The holiday we now call Memorial Day began after the Civil War in 1868 and was originally known as “Decoration Day” serving as a remembrance of those who lost their lives during that war through the laying flowers and flags on the graves of the war dead. While the first official national declaration was in 1868, three weeks after the Confederate surrender on May 1, 1865, a parade of more than 1,000 recently freed from slaves, accompanied by regiments of the U.S. Colored Troops (including the Massachusetts 54th Infantry) and a handful of white Charlestonians, gathered in the camp to consecrate a new, proper burial site for the dead. The group sang hymns, gave readings, and distributed flowers around the cemetery. In 1971 it became a federal holiday to remember all those who have lost their lives in all conflicts and wars defending the nation.

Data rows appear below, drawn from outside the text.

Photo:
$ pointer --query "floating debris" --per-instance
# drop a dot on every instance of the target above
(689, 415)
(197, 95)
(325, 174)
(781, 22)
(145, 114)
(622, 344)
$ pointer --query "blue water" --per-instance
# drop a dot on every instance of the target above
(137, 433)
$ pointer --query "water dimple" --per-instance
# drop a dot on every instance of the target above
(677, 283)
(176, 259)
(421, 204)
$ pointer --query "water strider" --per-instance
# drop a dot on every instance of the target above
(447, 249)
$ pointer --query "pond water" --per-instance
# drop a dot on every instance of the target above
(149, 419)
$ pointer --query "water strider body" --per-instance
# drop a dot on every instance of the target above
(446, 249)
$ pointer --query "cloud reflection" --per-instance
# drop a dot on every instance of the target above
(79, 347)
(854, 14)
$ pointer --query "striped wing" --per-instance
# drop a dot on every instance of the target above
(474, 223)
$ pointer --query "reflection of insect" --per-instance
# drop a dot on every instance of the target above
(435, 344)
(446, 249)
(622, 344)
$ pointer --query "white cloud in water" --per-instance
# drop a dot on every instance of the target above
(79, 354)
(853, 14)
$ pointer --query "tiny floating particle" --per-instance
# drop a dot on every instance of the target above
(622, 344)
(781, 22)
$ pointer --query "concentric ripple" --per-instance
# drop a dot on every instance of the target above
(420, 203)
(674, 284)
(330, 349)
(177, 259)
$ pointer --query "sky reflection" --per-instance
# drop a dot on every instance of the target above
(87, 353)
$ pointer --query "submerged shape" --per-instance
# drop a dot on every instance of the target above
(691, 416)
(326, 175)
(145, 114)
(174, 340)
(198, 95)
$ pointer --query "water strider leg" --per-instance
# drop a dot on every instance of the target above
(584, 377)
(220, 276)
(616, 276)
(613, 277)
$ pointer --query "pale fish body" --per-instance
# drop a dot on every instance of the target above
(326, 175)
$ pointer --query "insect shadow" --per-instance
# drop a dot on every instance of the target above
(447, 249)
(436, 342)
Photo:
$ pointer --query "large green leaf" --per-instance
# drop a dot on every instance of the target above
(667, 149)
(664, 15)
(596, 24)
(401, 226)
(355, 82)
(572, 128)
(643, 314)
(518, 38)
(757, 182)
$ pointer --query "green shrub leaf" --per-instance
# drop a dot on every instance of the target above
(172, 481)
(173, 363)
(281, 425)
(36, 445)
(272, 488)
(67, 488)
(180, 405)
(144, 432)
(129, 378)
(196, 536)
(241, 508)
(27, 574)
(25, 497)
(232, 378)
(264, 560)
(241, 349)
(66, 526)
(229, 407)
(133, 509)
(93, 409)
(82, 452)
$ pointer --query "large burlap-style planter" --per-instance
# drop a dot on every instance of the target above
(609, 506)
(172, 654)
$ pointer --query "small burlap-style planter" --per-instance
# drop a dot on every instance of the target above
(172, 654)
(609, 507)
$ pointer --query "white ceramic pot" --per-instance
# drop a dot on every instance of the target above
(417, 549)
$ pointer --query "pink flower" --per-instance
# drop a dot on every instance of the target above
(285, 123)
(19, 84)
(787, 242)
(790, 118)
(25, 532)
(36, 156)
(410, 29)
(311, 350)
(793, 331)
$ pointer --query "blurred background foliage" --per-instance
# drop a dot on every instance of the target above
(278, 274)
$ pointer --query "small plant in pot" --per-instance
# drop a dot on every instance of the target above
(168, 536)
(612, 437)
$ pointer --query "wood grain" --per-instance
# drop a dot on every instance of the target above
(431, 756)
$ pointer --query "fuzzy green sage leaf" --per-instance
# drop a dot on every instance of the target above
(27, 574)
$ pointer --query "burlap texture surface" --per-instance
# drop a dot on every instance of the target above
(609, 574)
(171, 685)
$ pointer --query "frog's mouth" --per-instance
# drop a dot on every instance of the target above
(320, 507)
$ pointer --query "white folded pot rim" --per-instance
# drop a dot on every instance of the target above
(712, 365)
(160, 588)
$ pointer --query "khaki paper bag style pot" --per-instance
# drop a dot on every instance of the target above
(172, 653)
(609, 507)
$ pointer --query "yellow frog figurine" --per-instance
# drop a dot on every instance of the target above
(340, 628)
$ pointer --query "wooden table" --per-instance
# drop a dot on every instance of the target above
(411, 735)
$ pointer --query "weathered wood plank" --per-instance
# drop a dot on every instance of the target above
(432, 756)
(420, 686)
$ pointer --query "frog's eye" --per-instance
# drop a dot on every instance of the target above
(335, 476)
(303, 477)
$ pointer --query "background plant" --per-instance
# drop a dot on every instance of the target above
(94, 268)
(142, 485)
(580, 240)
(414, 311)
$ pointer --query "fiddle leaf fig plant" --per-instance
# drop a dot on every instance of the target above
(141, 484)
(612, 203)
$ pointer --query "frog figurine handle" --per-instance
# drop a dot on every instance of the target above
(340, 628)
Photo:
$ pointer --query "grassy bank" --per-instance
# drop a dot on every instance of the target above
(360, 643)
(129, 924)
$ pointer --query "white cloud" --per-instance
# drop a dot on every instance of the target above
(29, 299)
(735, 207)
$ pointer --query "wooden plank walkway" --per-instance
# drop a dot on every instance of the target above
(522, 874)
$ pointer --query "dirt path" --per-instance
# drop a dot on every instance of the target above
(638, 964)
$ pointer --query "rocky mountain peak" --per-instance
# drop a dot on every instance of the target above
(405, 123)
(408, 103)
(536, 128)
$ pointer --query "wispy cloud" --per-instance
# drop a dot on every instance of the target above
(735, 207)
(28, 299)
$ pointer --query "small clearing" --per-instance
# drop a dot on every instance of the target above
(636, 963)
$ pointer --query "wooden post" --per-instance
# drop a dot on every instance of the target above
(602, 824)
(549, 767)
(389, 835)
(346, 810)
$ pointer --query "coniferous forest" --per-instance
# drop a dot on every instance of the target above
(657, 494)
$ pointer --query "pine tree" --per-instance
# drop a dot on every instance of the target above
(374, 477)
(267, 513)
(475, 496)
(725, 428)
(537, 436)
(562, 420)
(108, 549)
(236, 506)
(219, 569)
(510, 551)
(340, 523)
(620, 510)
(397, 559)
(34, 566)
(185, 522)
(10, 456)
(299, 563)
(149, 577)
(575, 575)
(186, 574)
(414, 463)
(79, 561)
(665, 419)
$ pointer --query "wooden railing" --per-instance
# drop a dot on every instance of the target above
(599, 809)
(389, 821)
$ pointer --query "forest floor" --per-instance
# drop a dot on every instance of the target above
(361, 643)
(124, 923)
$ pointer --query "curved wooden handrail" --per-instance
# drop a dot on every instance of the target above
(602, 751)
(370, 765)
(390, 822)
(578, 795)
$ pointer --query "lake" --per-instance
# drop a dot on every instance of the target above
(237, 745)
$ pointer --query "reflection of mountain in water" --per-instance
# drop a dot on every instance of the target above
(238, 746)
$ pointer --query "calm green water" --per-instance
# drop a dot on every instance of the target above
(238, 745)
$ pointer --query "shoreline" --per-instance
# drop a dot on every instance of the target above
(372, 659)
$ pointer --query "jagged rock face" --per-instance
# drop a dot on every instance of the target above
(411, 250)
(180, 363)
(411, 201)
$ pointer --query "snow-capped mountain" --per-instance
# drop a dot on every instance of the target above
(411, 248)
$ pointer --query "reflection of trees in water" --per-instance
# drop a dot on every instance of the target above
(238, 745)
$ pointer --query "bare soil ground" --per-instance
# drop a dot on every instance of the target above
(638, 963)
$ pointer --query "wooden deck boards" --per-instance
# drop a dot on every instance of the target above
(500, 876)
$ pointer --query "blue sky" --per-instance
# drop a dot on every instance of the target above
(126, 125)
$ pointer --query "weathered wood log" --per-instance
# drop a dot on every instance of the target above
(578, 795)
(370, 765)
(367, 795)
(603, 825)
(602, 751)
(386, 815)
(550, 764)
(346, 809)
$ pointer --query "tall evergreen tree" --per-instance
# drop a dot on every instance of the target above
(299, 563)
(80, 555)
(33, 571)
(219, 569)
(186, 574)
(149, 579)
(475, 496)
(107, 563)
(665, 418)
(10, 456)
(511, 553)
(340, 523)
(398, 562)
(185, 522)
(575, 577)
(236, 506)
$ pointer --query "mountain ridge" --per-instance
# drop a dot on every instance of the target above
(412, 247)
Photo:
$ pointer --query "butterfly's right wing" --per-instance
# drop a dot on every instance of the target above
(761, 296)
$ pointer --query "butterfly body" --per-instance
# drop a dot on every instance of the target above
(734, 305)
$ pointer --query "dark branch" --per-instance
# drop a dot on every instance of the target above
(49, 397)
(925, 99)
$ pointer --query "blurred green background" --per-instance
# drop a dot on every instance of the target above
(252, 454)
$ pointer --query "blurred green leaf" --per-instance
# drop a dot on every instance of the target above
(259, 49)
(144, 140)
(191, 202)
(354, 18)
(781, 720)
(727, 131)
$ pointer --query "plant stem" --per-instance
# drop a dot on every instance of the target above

Memorial Day is not a defense of conflicts or wars whether perceived as just or unjust. Rather the day is an honoring and recognition that so many people have given their lives for their country whether families, friends or strangers. Such “laying down of one’s life” is the supreme act of love. Jesus said there is no greater act of love than that of laying down of one’s life for their friends. I think Jesus was indicating that his own death would be a sacrificial act of love for all who become his friends through faith. Nevertheless, the principle is true, love is made known through sacrificial living for our family, church and community and we particularly honor those whose love, honor, and duty has led to their death.
Today, may we pause to say thank you for those who have paid the ultimate sacrifice in their desire to keep us free. I remember my father lost so many friends in World War II, men and women who gave their lives for family, friends, and country. I remember too those who have given themselves in so many other ways in the quest for justice and freedom for all peoples. I remember the scriptures from Jesus to Paul that remind us of the greatness of love known in the way we treat and give ourselves to others. Remember, and give thanks this day!
We turn to You, God of the nations, in our grief and in our remembrance of the fallen. Guide us toward a harmonious existence as we honor those who were willing to give up their lives that we may freely gather here today. On this Memorial Day, we pray for peace and for those who gave their all. We pray in the name of the one who gave his life for us, Christ Jesus our Lord. Amen.